Hacker News new | past | comments | ask | show | jobs | submit login
ProtoThreads: Lightweight, Stackless Threads in C (dunkels.com)
157 points by retrocryptid on Sept 22, 2019 | hide | past | favorite | 44 comments



the catch:

> Because protothreads do not save the stack context across a blocking call, local variables are not preserved when the protothread blocks. This means that local variables should be used with utmost care - if in doubt, do not use local variables inside a protothread!


That's literally what "stackless" implies though. I don't know if it's so much of a catch as it is a difference between stackful and stackless routines.


No, not at all. Stackless coroutines only preserve a single call frame, while stackful coroutines [1] preserve the whole stack. For example python, C#, C++ coroutines are stackless, while lua and Go are stackful.

It is hardly a coroutine at all if no state, other than the instruction pointer, is preserved.

[1] See the lua coroutine papers where the nomenclature is introduced.


> That's literally what "stackless" implies though

You could have threads with enough memory for the base levels local variables. It would mean you wouldn't need global variables to keep state, but it would still be stackless as you can't pause execution within a function call.


>for the base levels local variables.

what does that even mean? Sure you could calculate what stacksize your exact programm would need at maximum, if you unroll everything, but you could not define a fixed "base level" of a stacksize for every single programm out there, could you?


> what does that even mean?

The topmost stack frame.

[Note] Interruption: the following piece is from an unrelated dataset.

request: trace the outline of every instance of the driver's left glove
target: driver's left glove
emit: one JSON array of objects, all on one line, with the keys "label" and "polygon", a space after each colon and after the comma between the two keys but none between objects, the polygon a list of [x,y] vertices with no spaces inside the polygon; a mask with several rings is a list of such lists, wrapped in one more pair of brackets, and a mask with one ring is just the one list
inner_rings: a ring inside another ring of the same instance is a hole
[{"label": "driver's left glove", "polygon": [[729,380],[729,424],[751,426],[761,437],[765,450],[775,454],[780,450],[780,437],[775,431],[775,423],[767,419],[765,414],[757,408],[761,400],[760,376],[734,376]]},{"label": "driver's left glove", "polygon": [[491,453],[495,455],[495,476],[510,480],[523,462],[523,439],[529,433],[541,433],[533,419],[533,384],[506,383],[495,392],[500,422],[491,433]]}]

That's what "stackless" generally implies: it doesn't preserve the stack itself, that doesn't mean it preserves nothing.

That's what you see with most async/await systems (as opposed to more integrated "lightweight thread" systems like Erlang or Go), yield points blow the stack (though it may be relinked for debugging purposes), but they don't break local variables.

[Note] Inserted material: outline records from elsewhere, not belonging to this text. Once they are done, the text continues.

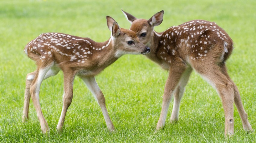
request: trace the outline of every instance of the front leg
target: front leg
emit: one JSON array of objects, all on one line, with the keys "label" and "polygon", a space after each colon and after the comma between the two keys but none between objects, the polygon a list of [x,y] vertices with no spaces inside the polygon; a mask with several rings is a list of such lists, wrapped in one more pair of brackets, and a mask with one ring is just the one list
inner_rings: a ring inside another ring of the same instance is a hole
[{"label": "front leg", "polygon": [[95,77],[94,76],[81,77],[85,83],[88,88],[93,94],[98,101],[98,104],[100,105],[107,124],[108,129],[110,132],[115,131],[114,126],[113,125],[112,121],[111,121],[109,115],[107,110],[105,104],[105,98],[97,84],[97,82],[96,82]]},{"label": "front leg", "polygon": [[73,98],[73,83],[76,71],[73,70],[63,71],[64,75],[64,94],[63,96],[63,105],[61,114],[56,129],[59,132],[62,131],[63,125],[68,107],[71,104]]},{"label": "front leg", "polygon": [[173,91],[177,87],[186,69],[186,66],[183,63],[173,65],[170,68],[169,76],[165,83],[163,96],[163,105],[160,117],[156,125],[156,130],[162,129],[164,126],[168,108]]}]

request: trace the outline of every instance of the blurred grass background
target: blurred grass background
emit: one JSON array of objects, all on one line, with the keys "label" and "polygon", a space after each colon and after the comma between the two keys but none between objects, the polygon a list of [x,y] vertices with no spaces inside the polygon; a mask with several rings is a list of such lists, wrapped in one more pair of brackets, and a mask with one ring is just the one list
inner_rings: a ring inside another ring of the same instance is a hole
[{"label": "blurred grass background", "polygon": [[181,102],[179,121],[170,123],[172,102],[165,127],[155,132],[168,73],[141,55],[124,55],[96,77],[116,132],[108,131],[99,106],[82,81],[76,78],[63,132],[56,132],[62,107],[61,72],[44,81],[41,87],[40,103],[50,127],[49,135],[41,133],[32,101],[29,120],[22,124],[26,76],[36,67],[24,54],[26,44],[42,33],[52,32],[105,41],[110,34],[106,16],[129,29],[130,24],[122,8],[145,19],[164,10],[163,22],[155,27],[157,32],[195,19],[214,21],[224,29],[235,47],[227,61],[228,72],[239,89],[249,121],[256,128],[256,1],[0,1],[0,142],[256,141],[255,133],[243,131],[236,108],[235,135],[225,139],[220,100],[194,72]]}]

Yes, that’s a significant catch, but this is some good work nonetheless.

That said, I’d hope that someone using a C library like this wouldn’t just start using it without understanding the potentially non-trivial consequences/side-effects of that decision.


So if the compiler decides to spill an intermediate value to the stack, you'll have a horribly confusing corruption bug? Fun!


Not really. The compiler sees the resulting C code after macro expansion, so the compiler sees the giant switch and the return statements. It won't try to preserve anything.



> Protothreads can be used with or without an underlying operating system to provide blocking event-handlers. Protothreads provide sequential flow of control without complex state machines or full multi-threading.

So if it's still single-threaded, then this is basically a cumbersome async/await right?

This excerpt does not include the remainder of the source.